Opponents of early drug treatment for HIV infection argue that it may lead to more resistant strains of HIV. Researchers investigated how many new cases of drug-resistant HIV could result in Los Angeles County if testing and rapid treatment of HIV patients with a combination of antiretrovirals, known as the test-and-treat method, were followed. Neeraj Sood, a clinical pharmacy professor at the University of Southern California's Schaeffer Center for Health Policy, and colleagues used national and local HIV tracking data from 2000 to 2009 to produce a mathematical model of the spread of HIV. They then compared the present policy with the test-and-treat policy.
The researchers determined that if the county adopted a test-and-treat policy now, in 10 years there would be a 34-percent reduction in new infections, but the number of drug-resistant HIV cases would increase from 4.70 percent to 9.06 percent. They are not clear how the increased resistance would affect the epidemic, but suggest that health officials consider the problem of increased drug resistance when evaluating treatment policies.

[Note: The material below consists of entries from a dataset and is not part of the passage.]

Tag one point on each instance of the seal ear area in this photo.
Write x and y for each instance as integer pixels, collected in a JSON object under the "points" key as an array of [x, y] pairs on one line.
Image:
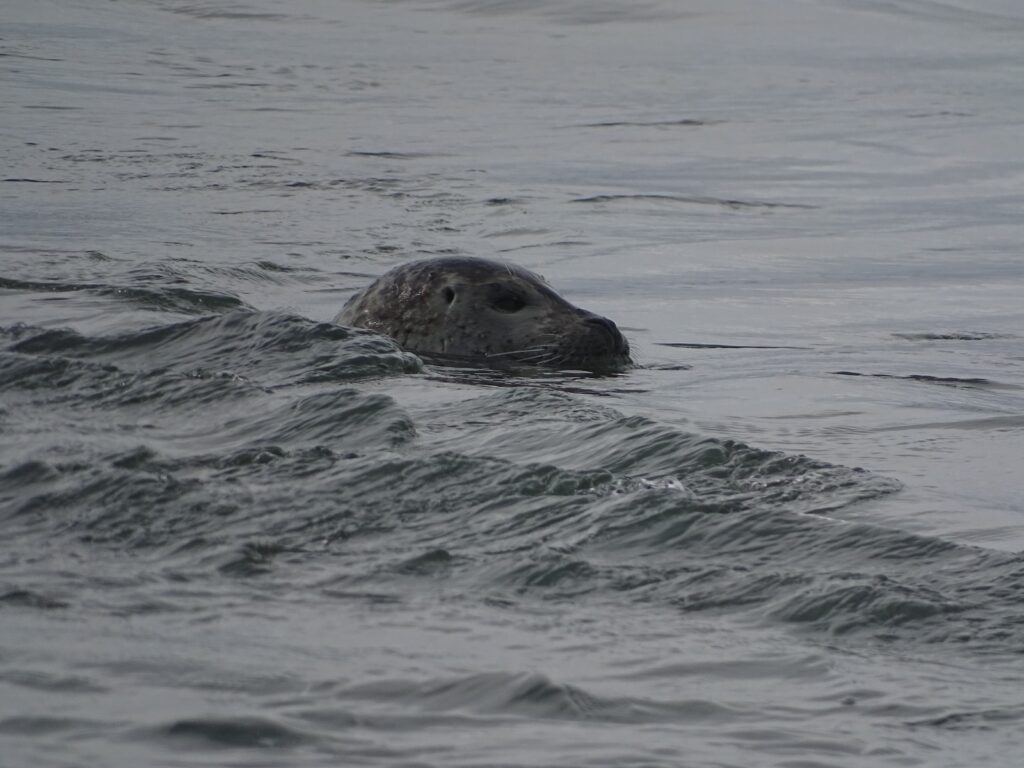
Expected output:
{"points": [[505, 298]]}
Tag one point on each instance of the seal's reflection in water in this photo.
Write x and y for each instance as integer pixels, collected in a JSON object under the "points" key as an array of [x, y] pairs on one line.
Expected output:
{"points": [[470, 311]]}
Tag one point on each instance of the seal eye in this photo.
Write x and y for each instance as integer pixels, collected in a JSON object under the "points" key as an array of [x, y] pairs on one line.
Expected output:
{"points": [[505, 300]]}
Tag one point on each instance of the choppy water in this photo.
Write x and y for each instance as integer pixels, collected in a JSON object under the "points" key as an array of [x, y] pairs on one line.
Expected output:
{"points": [[238, 535]]}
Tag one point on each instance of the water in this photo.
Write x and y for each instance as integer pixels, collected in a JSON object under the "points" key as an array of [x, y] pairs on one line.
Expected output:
{"points": [[238, 535]]}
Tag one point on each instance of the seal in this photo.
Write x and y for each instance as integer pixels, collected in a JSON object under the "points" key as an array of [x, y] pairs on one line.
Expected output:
{"points": [[476, 310]]}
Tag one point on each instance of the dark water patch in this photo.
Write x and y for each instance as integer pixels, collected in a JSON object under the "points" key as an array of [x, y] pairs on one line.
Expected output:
{"points": [[972, 720], [22, 598], [532, 695], [948, 381], [35, 181], [685, 200], [254, 558], [230, 733], [389, 155], [684, 345], [953, 336]]}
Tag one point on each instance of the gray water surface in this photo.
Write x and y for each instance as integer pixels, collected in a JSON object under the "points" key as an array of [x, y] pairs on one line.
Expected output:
{"points": [[239, 535]]}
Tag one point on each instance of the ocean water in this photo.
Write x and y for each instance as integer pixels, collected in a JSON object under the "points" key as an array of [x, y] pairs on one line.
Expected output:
{"points": [[236, 534]]}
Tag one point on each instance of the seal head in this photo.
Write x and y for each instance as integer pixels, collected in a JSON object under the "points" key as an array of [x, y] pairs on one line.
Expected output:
{"points": [[484, 311]]}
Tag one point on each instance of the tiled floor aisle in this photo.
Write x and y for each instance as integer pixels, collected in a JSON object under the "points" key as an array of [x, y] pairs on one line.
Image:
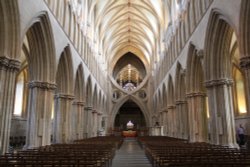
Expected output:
{"points": [[130, 155]]}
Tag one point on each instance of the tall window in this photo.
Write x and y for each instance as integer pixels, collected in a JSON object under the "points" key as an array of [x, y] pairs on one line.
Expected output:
{"points": [[19, 94], [240, 91]]}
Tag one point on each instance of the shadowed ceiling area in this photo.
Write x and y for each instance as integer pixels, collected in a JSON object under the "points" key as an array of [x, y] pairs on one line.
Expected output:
{"points": [[129, 69]]}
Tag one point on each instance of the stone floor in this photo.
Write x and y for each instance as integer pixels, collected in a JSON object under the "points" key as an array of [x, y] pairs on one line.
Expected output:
{"points": [[130, 155]]}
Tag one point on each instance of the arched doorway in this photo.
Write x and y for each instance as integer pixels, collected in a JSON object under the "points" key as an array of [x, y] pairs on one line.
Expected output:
{"points": [[130, 112]]}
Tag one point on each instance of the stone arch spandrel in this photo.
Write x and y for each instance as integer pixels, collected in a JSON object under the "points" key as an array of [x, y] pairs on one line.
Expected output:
{"points": [[10, 29], [41, 60], [121, 102], [79, 84], [218, 76]]}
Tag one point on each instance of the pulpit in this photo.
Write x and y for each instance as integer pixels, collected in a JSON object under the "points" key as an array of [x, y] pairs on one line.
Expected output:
{"points": [[129, 133], [157, 131]]}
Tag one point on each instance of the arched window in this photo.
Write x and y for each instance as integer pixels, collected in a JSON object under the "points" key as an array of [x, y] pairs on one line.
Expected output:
{"points": [[239, 91], [20, 93]]}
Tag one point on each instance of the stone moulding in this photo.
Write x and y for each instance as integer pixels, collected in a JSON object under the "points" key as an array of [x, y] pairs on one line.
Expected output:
{"points": [[42, 85], [7, 63], [218, 82], [245, 62]]}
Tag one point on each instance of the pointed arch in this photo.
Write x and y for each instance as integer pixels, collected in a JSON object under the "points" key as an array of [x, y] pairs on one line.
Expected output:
{"points": [[164, 95], [79, 84], [64, 76], [218, 76], [118, 105], [217, 42], [95, 97], [195, 72], [89, 92], [245, 28], [170, 92], [180, 83], [42, 49], [10, 29]]}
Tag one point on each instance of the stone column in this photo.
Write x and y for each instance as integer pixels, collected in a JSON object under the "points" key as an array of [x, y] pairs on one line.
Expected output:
{"points": [[181, 112], [165, 121], [39, 114], [197, 116], [221, 112], [94, 123], [77, 120], [171, 121], [63, 108], [88, 117], [245, 65], [8, 71], [99, 121]]}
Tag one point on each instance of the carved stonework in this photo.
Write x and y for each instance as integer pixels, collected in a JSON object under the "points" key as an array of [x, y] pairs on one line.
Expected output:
{"points": [[171, 107], [79, 103], [195, 94], [89, 108], [180, 102], [94, 111], [6, 63], [245, 62], [42, 85], [218, 82], [64, 96]]}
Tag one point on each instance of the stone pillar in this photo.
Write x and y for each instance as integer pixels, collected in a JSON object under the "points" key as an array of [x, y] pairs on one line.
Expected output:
{"points": [[39, 114], [99, 121], [197, 116], [94, 123], [77, 120], [171, 121], [182, 119], [245, 65], [221, 112], [165, 121], [63, 108], [8, 71], [88, 117]]}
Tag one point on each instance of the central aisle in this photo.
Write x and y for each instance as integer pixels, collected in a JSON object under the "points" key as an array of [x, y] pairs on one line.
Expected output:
{"points": [[130, 155]]}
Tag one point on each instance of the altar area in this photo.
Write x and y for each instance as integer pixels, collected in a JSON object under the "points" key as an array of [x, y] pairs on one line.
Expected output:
{"points": [[129, 133]]}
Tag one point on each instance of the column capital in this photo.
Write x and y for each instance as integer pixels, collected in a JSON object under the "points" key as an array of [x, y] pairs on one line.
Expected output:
{"points": [[245, 62], [195, 94], [165, 109], [42, 85], [171, 107], [99, 113], [94, 111], [218, 82], [79, 103], [179, 102], [8, 63], [88, 108], [64, 96]]}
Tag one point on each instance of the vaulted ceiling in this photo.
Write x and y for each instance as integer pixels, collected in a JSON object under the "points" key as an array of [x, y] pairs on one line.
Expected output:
{"points": [[128, 26]]}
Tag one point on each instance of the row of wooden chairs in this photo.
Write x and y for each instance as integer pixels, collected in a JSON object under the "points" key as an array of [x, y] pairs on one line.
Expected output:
{"points": [[172, 152], [93, 152]]}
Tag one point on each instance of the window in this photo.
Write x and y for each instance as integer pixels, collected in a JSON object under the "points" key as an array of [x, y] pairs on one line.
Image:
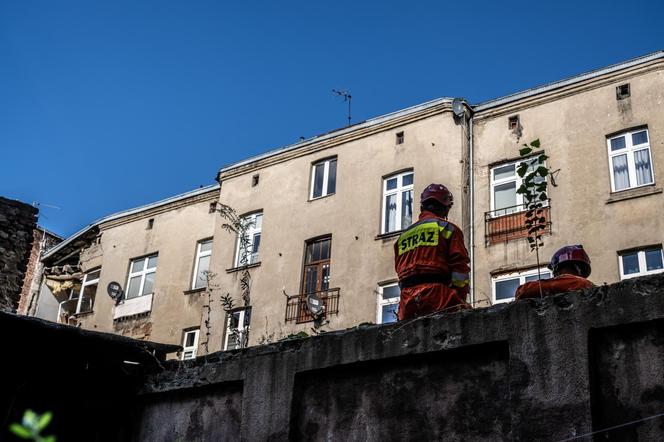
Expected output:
{"points": [[397, 202], [647, 261], [504, 286], [141, 276], [504, 184], [86, 296], [189, 344], [323, 178], [202, 264], [629, 160], [388, 303], [622, 91], [513, 122], [248, 245], [237, 328], [316, 273]]}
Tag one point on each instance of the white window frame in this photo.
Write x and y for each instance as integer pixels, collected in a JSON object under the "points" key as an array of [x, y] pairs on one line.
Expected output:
{"points": [[382, 302], [518, 181], [243, 331], [253, 229], [199, 255], [643, 269], [630, 150], [326, 177], [87, 282], [514, 275], [190, 352], [142, 273], [399, 190]]}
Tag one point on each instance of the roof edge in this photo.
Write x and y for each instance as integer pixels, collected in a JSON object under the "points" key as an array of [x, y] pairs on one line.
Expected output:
{"points": [[338, 132], [495, 102], [129, 212]]}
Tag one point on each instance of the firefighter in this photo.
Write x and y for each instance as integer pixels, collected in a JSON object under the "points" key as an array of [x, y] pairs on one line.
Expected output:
{"points": [[571, 267], [431, 260]]}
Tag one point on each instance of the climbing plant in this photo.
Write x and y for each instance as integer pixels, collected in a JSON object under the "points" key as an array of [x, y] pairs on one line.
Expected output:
{"points": [[239, 226], [533, 172]]}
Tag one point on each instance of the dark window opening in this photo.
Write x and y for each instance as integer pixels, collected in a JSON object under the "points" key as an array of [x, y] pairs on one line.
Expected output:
{"points": [[513, 122], [622, 91]]}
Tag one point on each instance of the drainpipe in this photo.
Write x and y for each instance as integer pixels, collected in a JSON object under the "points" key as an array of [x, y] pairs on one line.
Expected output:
{"points": [[471, 184]]}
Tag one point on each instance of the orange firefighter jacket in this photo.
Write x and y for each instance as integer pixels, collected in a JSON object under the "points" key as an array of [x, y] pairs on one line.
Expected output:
{"points": [[433, 265], [559, 284]]}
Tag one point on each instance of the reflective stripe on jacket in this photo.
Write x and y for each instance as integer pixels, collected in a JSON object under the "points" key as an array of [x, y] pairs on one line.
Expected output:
{"points": [[433, 245]]}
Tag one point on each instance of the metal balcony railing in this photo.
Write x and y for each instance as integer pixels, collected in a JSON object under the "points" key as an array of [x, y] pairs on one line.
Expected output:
{"points": [[509, 223], [296, 306]]}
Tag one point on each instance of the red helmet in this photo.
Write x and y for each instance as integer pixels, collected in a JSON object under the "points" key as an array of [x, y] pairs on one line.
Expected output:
{"points": [[439, 193], [574, 254]]}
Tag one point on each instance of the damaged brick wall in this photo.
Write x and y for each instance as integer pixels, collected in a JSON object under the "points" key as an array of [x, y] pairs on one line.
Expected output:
{"points": [[42, 241], [547, 369], [17, 224]]}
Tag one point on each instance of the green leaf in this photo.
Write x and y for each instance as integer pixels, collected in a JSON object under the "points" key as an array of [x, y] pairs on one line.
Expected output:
{"points": [[525, 151], [522, 169], [20, 431], [44, 420]]}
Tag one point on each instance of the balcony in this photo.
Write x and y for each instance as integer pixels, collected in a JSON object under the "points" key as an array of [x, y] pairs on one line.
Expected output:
{"points": [[509, 223], [296, 306]]}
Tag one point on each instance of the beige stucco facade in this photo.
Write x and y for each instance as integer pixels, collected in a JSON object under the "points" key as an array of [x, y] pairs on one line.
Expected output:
{"points": [[573, 123], [361, 258], [171, 231], [436, 142]]}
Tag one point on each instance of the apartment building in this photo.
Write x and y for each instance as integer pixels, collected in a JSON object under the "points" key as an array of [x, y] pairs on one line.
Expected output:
{"points": [[604, 135], [321, 216], [158, 254]]}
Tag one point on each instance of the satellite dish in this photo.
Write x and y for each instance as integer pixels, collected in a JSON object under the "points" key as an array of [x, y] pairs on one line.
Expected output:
{"points": [[315, 306], [114, 290], [458, 108]]}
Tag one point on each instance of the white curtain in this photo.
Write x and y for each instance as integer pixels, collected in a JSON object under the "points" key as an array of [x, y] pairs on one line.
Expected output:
{"points": [[642, 163], [620, 172]]}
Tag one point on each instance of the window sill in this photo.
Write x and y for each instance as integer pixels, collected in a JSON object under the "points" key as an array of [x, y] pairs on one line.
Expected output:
{"points": [[389, 235], [240, 268], [82, 314], [320, 197], [194, 291], [633, 193]]}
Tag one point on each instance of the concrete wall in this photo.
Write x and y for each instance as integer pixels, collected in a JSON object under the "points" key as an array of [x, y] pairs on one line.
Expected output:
{"points": [[572, 124], [17, 222], [434, 148], [528, 370], [174, 235]]}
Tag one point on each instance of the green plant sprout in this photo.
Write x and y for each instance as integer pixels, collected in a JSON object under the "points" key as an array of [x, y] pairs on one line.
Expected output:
{"points": [[533, 172], [32, 425]]}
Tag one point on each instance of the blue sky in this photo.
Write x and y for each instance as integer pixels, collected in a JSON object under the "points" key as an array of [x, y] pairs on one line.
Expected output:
{"points": [[106, 106]]}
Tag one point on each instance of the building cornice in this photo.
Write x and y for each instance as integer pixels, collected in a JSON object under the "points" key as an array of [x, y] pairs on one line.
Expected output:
{"points": [[571, 86], [183, 199], [335, 138]]}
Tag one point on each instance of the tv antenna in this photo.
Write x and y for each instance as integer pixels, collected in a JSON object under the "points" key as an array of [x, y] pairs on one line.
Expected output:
{"points": [[347, 97]]}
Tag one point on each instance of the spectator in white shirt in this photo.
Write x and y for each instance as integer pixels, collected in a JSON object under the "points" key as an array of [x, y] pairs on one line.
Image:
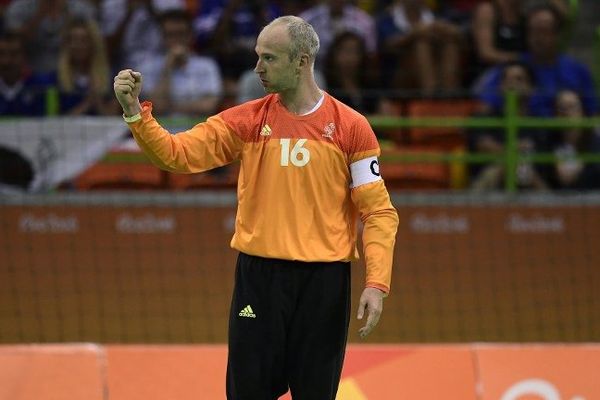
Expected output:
{"points": [[329, 18], [132, 29], [40, 23], [179, 81]]}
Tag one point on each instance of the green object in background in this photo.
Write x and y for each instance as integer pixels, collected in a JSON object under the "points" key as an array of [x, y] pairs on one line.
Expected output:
{"points": [[596, 67], [52, 103], [511, 112]]}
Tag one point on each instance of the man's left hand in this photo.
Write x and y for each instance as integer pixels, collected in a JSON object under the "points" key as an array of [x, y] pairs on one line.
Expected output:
{"points": [[371, 300]]}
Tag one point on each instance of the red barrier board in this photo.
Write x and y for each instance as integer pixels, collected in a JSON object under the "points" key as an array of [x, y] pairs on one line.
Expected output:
{"points": [[542, 372]]}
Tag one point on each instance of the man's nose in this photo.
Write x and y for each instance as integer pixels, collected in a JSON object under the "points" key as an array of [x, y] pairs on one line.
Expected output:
{"points": [[258, 68]]}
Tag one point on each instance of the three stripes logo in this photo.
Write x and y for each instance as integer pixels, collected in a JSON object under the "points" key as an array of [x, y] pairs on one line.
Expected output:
{"points": [[265, 131], [247, 312]]}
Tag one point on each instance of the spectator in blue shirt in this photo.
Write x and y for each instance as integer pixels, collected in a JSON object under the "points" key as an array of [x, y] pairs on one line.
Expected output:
{"points": [[553, 71], [22, 93]]}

The researchers noted that by increasing testing and not changing present treatment protocols, patients would receive only half the benefits of a test-and-treat plan, but drug resistance would not increase.
The full report, "Test and Treat in Los Angeles: A Mathematical Model of the Effects of Test-and-Treat for the MSM Population in LA County," was published online in the journal Clinical Infectious Diseases (2013; doi: 10.1093/cid/cit158).